The Crusades would never recover from the defeat at Hattin, but dreams die slowly. When Saladin advanced on Jerusalem, took it with little loss of life on either side and magnanimously freed thousands of his prisoners, and released the King and his nobles on their parole never to bear arms again against him, Europe still entertained the hope that Jerusalem could be recaptured. William, Archbishop of Tyre, prevailed on the 67-year-old Holy Roman Emperor Frederick Barbarossa to take the field. He did, but never reached his goal, tragically drowning while fording a river in Asia Minor, with only a pitiful remnant of his army straggling into the Holy Land where the Christians, from their redoubts of Tyre, Antioch and Tripoli, supplied their army besieging the Muslims at Acre.
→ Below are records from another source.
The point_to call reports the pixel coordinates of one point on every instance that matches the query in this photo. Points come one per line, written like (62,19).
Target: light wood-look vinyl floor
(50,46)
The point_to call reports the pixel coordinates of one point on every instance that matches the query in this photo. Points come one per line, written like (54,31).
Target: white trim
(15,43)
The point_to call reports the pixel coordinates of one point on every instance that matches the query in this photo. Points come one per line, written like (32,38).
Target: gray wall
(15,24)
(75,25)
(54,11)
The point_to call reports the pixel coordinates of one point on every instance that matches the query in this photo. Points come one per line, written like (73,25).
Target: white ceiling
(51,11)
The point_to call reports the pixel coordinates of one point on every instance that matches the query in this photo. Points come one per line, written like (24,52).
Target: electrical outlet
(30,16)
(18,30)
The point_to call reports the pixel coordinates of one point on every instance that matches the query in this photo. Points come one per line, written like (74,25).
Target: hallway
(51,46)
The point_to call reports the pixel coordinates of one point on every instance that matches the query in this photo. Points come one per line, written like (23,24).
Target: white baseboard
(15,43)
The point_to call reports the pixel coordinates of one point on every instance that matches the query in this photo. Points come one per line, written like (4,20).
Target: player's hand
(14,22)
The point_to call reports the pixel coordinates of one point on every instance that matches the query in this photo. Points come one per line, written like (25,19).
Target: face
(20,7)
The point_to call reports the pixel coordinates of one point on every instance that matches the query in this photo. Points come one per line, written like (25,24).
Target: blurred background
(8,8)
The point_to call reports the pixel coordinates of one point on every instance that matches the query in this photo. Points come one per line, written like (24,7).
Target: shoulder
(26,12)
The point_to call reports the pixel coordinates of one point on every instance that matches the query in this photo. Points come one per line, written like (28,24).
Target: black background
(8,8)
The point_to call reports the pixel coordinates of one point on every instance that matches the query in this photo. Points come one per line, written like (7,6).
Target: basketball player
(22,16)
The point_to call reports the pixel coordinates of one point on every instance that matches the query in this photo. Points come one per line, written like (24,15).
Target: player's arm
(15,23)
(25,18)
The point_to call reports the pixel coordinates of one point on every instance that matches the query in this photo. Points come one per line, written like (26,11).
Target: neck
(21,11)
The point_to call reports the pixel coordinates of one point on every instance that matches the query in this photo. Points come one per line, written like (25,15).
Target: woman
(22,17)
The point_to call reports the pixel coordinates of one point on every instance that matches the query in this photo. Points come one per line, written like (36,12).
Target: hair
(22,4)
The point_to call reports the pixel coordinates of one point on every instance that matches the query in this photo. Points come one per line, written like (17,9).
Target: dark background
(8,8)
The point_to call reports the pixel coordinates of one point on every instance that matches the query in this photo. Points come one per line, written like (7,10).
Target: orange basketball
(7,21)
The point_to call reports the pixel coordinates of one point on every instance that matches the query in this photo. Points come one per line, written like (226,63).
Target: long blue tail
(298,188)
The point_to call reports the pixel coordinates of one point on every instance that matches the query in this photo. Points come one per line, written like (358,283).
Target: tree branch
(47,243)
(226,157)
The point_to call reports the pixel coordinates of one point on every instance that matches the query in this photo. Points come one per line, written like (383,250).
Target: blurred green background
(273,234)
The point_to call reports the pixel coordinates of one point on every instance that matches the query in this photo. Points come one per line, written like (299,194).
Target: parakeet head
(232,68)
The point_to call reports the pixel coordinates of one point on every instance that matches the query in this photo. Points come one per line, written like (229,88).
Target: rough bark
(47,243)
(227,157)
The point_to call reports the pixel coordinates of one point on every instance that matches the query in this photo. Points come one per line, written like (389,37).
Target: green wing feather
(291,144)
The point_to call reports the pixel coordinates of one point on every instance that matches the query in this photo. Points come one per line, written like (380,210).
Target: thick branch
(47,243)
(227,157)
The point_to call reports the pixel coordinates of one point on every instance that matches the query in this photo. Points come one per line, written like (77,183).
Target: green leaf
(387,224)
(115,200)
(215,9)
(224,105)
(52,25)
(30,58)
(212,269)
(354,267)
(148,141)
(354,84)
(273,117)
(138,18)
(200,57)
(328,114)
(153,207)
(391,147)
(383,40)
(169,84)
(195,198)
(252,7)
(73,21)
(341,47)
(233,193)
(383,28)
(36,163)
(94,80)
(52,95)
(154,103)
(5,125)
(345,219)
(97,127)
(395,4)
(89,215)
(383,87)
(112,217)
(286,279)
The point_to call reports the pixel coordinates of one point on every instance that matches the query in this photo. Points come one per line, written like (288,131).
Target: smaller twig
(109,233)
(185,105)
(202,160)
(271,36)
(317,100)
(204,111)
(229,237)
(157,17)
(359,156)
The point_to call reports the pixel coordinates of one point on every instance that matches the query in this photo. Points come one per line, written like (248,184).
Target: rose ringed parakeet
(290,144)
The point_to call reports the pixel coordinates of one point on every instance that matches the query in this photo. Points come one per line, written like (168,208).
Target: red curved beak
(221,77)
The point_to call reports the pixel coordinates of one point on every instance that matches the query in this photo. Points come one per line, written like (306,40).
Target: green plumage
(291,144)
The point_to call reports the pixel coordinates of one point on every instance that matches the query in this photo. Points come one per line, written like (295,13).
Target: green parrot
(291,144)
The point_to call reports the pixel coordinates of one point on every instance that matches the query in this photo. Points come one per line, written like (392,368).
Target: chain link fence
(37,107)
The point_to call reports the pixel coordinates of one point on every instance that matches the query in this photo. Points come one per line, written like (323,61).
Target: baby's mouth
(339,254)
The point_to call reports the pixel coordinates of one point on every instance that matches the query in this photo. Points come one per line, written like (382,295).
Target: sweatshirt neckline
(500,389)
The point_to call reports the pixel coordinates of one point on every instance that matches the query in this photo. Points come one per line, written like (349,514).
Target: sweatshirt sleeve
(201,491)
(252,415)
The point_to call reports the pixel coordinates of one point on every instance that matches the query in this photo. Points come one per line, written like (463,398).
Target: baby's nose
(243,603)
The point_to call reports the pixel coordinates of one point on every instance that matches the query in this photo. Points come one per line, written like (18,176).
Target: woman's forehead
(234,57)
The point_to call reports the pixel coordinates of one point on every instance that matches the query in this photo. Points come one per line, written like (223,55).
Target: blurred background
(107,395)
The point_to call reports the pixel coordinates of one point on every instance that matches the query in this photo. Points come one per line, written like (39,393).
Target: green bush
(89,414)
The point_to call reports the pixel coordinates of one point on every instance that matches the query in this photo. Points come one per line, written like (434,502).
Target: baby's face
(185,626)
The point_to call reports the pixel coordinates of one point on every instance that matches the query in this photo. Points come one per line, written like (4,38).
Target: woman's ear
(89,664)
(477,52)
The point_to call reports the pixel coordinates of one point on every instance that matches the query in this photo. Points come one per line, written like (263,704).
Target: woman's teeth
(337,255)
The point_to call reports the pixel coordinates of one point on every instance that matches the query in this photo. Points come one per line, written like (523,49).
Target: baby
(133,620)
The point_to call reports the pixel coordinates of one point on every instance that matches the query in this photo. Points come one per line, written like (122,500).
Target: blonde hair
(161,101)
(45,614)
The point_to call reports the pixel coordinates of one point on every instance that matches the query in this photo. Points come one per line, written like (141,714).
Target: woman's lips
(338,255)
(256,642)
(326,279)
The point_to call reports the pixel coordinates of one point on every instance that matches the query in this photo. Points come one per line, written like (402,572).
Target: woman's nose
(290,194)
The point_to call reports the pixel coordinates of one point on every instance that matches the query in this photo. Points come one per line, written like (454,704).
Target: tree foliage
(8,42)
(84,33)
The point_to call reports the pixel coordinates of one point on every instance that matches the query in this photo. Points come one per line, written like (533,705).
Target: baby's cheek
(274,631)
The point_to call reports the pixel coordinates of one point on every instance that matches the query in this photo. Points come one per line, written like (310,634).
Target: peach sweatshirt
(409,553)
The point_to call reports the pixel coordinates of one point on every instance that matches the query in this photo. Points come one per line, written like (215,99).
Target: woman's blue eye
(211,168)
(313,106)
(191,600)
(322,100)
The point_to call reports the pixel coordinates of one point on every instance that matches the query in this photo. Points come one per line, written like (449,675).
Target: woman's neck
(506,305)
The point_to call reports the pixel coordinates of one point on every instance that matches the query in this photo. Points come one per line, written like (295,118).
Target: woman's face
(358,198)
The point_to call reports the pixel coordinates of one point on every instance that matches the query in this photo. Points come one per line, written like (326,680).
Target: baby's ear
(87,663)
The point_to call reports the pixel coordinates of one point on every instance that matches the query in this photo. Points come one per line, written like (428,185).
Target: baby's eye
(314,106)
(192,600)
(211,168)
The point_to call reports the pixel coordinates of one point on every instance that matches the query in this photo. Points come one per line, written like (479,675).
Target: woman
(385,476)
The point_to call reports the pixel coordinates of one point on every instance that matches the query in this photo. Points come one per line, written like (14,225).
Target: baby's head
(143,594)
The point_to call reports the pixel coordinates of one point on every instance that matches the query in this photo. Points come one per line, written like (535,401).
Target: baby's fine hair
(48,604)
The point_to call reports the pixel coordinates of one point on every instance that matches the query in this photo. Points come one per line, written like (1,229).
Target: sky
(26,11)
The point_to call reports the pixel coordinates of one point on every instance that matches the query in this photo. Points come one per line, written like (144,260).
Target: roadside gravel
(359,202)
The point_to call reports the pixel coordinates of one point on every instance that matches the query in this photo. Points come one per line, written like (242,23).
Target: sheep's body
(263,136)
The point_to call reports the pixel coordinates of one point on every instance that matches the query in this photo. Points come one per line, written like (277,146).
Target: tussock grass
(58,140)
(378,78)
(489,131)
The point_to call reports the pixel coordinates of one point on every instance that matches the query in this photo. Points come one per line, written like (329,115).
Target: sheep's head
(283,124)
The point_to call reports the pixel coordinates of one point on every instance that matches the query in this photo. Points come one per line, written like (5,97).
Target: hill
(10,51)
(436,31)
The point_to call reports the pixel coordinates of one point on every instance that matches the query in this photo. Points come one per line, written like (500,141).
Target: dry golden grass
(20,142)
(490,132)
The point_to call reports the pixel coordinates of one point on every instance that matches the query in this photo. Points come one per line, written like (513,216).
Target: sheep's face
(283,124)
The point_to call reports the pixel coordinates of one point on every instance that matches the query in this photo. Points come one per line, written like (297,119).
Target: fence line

Luckier—for a time—was King Richard I of the Lion Heart. This Christian hero, one of the last of the fighting monarchs, matched his opponent Saladin in courage, zest for battle, courtliness, ruthlessness, and generalship. Together the two men gave to the world a rare vision of war in an age of chivalry, by men whose characters could be painted only in primary colors.

Richard set out on the Third Crusade in 1190 with his Normans—few Englishmen ever marched in the Crusades—in company with the French King Philip Augustus, at 23 only eight years his junior.

Richard captured Cyprus, gave it to the deposed King of Jerusalem, Guy de Lusignan, and joined the siege of Acre already 19 months old. A few weeks later the Muslims agreed to surrender; when they were slow to pay the ransom, Richard had 2,500 captives beheaded to hasten compliance.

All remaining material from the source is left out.